‘It has been a long time, hasn’t it?’ she said.
‘I wanted to see you before,’ he said. ‘But I didn’t like to
intrude
. You’ve seemed very much involved these past few weeks.’
‘Yes,’ she agreed. ‘I feel I have been on a different planet. A completely different world.’
He looked at her curiously. ‘Has it been a nice world?’ he enquired.
She looked at him then with shining eyes. ‘Oh, Gideon, it really has been the most unexpected and beautiful world. I …’ She tried to say more but her words got caught up with her tears.
Gideon stopped and stood before her. They were outside the London Palladium on Argyll Street where a small queue was forming for a variety show. Arlette allowed Gideon to draw her head into his shoulder, not wanting strangers to witness her tears.
‘Oh, sweet Arlette,’ he soothed. ‘He has your heart. Doesn’t he?’
She nodded into the rough fabric of his overcoat.
He turned himself back towards the direction of their journey and kept her held close to him as he steered them east, towards Bloomsbury.
‘When does he return?’ he asked.
‘Four weeks.’
‘Oh, four weeks. That will speed by in a blur, my dear.’
She sniffed and shook her head. ‘No,’ she said. ‘It absolutely won’t. I can assure you of that.’
‘Listen to me,’ he said, mock-sternly. ‘I am your friend and I will make
sure
that the next four weeks pass by in a blur. If you’ll allow me, Miss De La Mare, I will keep your mind occupied and your heart warm. If you’ll allow me I will do everything I possibly can to make sure there are no more tears.’
She smiled at him. ‘And how do you propose to do that, Gideon?’
‘Just say you’ll allow me.’ He squeezed her tight against him.
She considered the offer. She had intended to spend the next four weeks sobbing and fretting and becoming worryingly thin. She had intended to spend it sitting by the front door waiting for the postman to come. But now she had been offered an alternative, and she had to say she found it rather appealing.
‘Yes,’ she said. ‘I will allow you to
attempt
to distract me. But I reserve the right to be utterly miserable if I so desire.’
‘But of course,’ he smiled. ‘That is your prerogative.’
‘Good,’ she said.
‘Good,’ he said. ‘So, shall we begin?’
‘Now?’
‘Yes, why not?’
‘Well, I had intended to write some letters tonight.’

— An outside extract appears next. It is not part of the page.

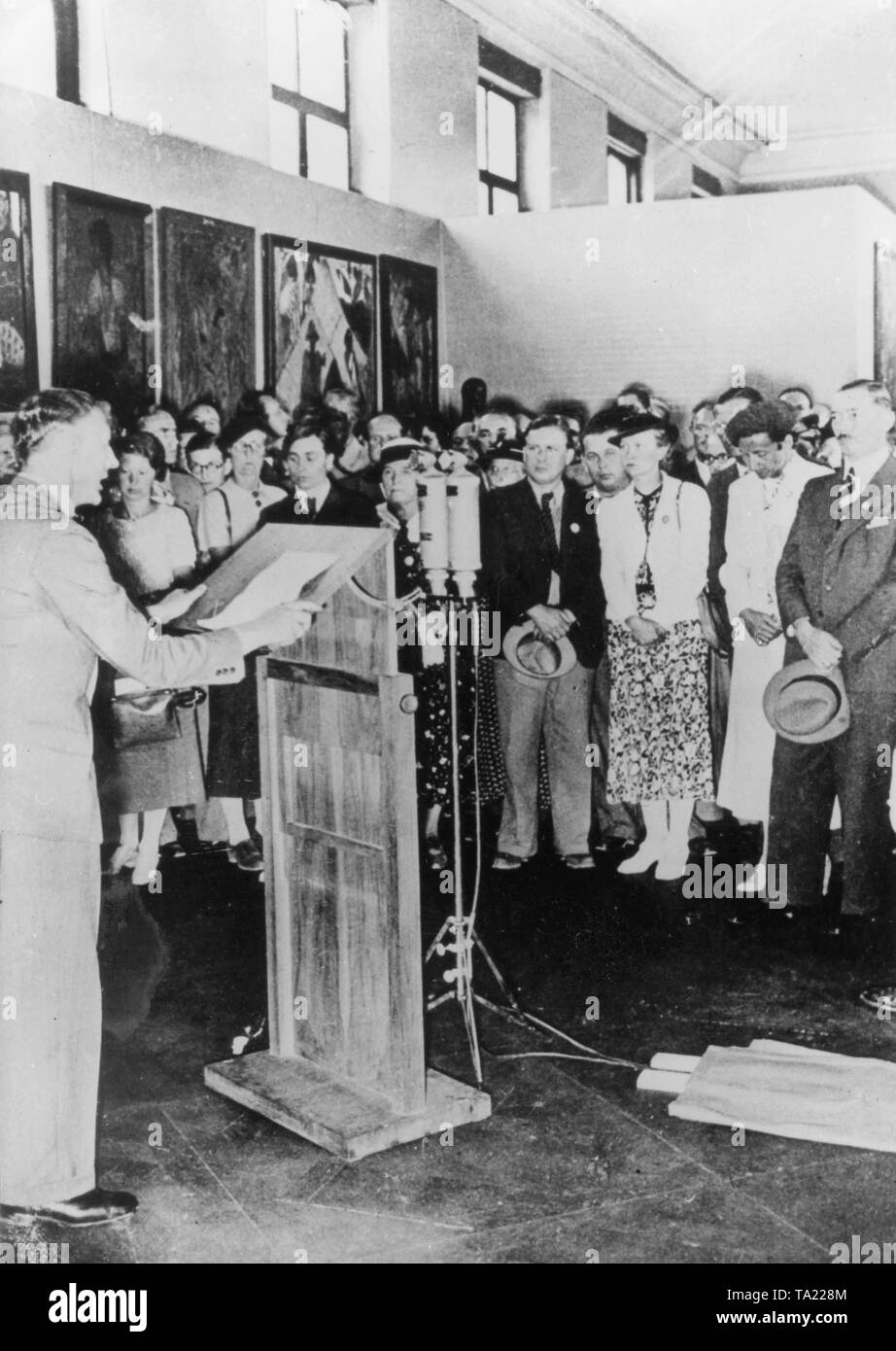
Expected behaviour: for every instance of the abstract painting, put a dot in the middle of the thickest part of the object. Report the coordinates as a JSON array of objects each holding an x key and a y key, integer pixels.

‘Letters to whom?’ he demanded, aghast.
‘My mother.’
He considered this for a moment with one fingertip against his bearded chin. ‘Fine,’ he said. ‘Well, it is for you to decide, but I intend to head from here to a poetry salon in Russell Square where they have promised home-made ginger snaps and fine sherry. And possibly an appearance from Mr Siegfried Sassoon.’
Arlette raised her eyebrows and Gideon cleared his throat and continued, ‘From there I am due to meet my eldest sister, Rebecca, for drinks at her apartment in Knightsbridge. She has just returned from a trip to
Hollywood
.’ He paused and let his
words
sink in. ‘Where she dined with
Lionel Barrymore
. Amongst others.’
Arlette’s breath caught. She thought of her mother, alone in the big house on the cliff, waiting for a letter of a decent size. And then she thought of herself again, as a girl, staring out to sea, wondering what might become of her. She had arrived, somehow, dead centre of another social tornado. She could not turn her back on it.

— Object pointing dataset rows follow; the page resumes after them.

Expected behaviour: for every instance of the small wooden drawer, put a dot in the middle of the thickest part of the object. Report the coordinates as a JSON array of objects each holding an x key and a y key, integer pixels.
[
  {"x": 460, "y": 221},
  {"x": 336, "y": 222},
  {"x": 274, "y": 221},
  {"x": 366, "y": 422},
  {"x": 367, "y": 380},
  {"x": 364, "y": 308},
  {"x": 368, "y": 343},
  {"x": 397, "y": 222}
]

‘Fine,’ she said, ‘yes. I’ll come with you. But I shall need to be home before midnight.’
Gideon beamed at her. ‘Of course!’ he said. ‘Of course. I will guarantee it!’

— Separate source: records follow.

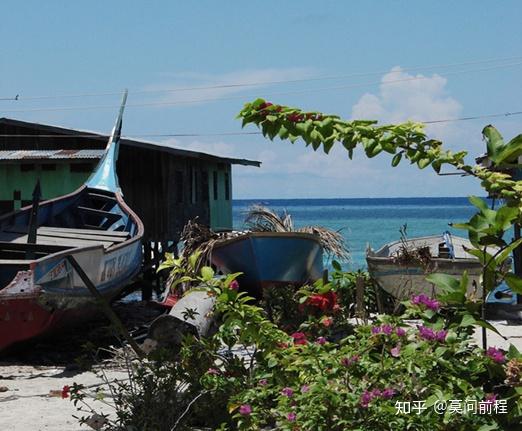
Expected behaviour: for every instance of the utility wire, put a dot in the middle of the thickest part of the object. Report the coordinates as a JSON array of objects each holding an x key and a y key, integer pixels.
[
  {"x": 218, "y": 99},
  {"x": 259, "y": 83},
  {"x": 242, "y": 133}
]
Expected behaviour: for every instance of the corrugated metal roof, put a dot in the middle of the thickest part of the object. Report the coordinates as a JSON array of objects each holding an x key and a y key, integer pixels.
[
  {"x": 155, "y": 146},
  {"x": 51, "y": 154}
]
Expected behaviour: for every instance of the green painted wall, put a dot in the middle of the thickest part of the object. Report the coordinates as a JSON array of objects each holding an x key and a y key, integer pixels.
[
  {"x": 53, "y": 182},
  {"x": 220, "y": 207}
]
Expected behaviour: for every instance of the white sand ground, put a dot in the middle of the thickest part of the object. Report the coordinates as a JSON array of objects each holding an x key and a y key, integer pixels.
[{"x": 28, "y": 406}]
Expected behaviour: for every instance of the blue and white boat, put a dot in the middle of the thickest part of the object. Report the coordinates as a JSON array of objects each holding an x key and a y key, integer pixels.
[
  {"x": 39, "y": 289},
  {"x": 402, "y": 277},
  {"x": 268, "y": 259}
]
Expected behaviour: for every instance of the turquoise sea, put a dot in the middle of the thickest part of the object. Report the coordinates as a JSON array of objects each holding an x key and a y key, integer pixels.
[{"x": 374, "y": 221}]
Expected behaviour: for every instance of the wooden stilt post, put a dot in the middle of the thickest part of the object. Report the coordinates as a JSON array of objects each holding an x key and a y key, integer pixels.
[
  {"x": 146, "y": 289},
  {"x": 157, "y": 261},
  {"x": 105, "y": 306},
  {"x": 517, "y": 258},
  {"x": 359, "y": 298}
]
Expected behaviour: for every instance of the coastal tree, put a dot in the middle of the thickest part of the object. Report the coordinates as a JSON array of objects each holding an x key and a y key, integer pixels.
[{"x": 409, "y": 142}]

‘Well, then, we must hurry,’ she said, taking his hand in hers, ‘I must change into new clothes and do something with these flowers.’
Gideon smiled widely and mischievously at her, and together they ran, breathlessly and exuberantly, hand-in-hand, through the streets of London towards her Bloomsbury apartment.
Arlette’s landlady popped her head out of her sitting-room when she heard them thundering up the stairs together a few minutes later. Miss Chettling was a single woman of around fifty with a cloud of white curls and a twinkle in her eye. She loved having the two young women in her attic, always keen to talk to them about their lives and their adventures, always admiring their clothes, their hairstyles, borrowing the latest style magazines from them and sighing with delight when she handed them back. She was also mainly deaf, which was most beneficial in regard to spiriting boyfriends in and out of their rooms at ungodly hours.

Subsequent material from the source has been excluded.